One thing appears to be certain, though: defense it will be. And it would therefore not be a surprise to see the Patriots go back to a familiar well when it comes to adding to their team, the Stanford Cardinal program run by head coach David Shaw. Since Shaw took over as head coach in 2011, the Patriots have invested two draft picks in players he used to coach: offensive tackle Cameron Fleming (2014) and safety Jordan Richards (2015).
And it is the latter player why New England might go back to the Stanford pipeline again in 2018. After all, the former second round pick did not live up to his draft position through his first three years in the NFL. Despite playing considerable snaps on defense and particularly special teams, Richards failed to meet the natural expectations that come with being the 64th overall draft pick.
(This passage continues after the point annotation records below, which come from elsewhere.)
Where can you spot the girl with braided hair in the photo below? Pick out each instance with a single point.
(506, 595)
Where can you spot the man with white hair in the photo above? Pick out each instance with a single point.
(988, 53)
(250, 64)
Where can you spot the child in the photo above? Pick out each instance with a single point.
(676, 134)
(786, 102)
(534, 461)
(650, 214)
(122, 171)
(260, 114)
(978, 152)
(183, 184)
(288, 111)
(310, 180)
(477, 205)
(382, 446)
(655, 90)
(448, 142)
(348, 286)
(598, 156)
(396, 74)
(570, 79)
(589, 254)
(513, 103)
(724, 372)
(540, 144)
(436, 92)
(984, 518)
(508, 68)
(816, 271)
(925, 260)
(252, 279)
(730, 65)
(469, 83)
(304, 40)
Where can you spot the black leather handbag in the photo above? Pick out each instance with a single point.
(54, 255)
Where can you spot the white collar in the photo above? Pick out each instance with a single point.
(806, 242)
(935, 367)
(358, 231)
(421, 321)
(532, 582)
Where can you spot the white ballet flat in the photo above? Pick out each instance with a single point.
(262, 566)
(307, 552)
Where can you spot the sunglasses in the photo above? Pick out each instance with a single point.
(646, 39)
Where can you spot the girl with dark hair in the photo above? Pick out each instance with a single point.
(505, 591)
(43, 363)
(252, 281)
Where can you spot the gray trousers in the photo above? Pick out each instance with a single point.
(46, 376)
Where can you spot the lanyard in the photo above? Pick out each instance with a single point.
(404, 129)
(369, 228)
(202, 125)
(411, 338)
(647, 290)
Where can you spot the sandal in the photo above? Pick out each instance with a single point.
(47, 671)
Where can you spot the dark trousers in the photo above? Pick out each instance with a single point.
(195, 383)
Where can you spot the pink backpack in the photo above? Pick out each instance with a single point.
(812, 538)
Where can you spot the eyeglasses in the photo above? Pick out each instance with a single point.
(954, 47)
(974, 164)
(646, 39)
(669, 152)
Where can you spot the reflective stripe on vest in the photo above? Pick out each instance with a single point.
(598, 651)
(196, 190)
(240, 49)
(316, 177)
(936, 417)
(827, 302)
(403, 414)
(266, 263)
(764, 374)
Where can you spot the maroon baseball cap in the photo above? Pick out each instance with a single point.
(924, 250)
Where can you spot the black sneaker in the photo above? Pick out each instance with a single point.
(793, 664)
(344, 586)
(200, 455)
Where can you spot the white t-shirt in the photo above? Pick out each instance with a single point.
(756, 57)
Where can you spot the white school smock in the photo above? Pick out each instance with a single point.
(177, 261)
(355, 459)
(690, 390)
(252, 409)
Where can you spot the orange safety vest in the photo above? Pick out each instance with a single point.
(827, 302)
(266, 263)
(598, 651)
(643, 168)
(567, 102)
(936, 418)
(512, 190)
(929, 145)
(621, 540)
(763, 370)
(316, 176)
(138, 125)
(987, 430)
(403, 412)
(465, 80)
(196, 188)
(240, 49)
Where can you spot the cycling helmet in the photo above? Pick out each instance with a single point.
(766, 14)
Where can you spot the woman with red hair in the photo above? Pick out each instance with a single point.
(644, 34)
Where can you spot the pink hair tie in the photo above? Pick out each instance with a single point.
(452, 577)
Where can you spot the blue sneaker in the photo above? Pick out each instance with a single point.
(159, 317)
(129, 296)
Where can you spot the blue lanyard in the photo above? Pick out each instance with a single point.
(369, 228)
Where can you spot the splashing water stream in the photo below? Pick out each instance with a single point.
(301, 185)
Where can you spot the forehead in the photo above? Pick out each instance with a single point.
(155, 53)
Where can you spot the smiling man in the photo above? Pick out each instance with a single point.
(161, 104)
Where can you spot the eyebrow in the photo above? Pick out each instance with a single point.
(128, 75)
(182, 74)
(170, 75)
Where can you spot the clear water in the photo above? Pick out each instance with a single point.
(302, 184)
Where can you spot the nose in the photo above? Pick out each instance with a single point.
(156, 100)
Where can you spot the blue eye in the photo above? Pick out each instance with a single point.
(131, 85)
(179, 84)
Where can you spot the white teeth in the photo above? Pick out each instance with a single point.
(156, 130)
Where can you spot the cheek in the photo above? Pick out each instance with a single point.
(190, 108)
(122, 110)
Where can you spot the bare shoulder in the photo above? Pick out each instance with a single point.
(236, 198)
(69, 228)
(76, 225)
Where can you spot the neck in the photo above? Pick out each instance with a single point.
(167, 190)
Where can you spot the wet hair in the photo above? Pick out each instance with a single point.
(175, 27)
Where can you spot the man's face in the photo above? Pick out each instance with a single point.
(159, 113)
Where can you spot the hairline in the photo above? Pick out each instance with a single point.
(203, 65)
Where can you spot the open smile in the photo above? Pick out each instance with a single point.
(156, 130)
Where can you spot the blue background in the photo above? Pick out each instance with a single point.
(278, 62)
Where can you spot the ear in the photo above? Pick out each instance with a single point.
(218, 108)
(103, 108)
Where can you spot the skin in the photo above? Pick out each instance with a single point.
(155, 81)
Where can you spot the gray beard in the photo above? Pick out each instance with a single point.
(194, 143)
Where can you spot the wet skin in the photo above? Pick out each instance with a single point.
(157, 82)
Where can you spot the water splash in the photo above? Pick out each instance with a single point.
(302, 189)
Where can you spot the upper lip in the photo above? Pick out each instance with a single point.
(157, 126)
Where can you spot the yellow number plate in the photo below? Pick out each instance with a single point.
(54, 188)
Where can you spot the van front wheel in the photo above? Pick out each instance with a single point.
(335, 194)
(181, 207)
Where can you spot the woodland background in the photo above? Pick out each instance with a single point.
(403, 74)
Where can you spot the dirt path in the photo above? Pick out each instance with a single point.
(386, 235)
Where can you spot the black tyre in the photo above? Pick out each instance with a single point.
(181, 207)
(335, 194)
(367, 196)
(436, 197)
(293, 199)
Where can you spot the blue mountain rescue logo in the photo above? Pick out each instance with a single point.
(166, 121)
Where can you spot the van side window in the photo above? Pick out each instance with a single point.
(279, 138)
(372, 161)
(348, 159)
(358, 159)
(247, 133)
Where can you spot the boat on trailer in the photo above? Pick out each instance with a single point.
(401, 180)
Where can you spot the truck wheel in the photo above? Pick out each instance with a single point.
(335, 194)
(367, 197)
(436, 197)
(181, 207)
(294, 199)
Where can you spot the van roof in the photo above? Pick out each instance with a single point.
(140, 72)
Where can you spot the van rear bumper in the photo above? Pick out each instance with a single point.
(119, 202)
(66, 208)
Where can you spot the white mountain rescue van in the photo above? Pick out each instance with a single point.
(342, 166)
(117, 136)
Consequently, the Patriots are in need for more depth and youth – top two options Devin McCourty and Patrick Chung will both be 31 when next season starts – at the safety position. One of Richards' successors at Stanford might provide just that: Justin Reid, who met with New England's coaches during the combine and is projected to become an early round draft selection this year (unlike Richards, who was considered a reach at the time).
Reid would certainly fit the Patriots' profile. The younger brother of San Francisco 49ers safety Eric Reid is one of the most versatile defensive backs entering the draft: In his three years at Stanford, he played multiple defensive positions: Reid lined up as a free safety and strong safety, played cornerback on both sides of the field and in the slot and was used as a linebacker at times.
Reid was at his best in 2017, when he registered 99 tackles, five interceptions and a sack and was named All Pac-12. His junior season was no outlier; Reid also had productive campaigns in 2015 and 2016. One of the reasons for that is his outstanding intelligence, as his knowledge of the Cardinal's defense shows: “For 12 of our base coverages at Stanford, I can draw every single person,” Reid told NESN's Doug Kyed. “I can draw all 11 characters on the field and what each of their responsibilities are. I pride myself on being able to do that.”
This combination of smarts, versatility and past production makes Reid an intriguing prospect entering draft season. And while he comes with a few question marks – at 6'0 he still needs to add a little bulk to his frame –, he could be picked as high as the late first round seven weeks from now. Whenever he gets drafted, don't be surprised if it is Bill Belichick's Patriots that are the team to make him an early round selection.
Don't be surprised if the Patriots use another Stanford player to potentially replace the one they picked (too) early three years ago.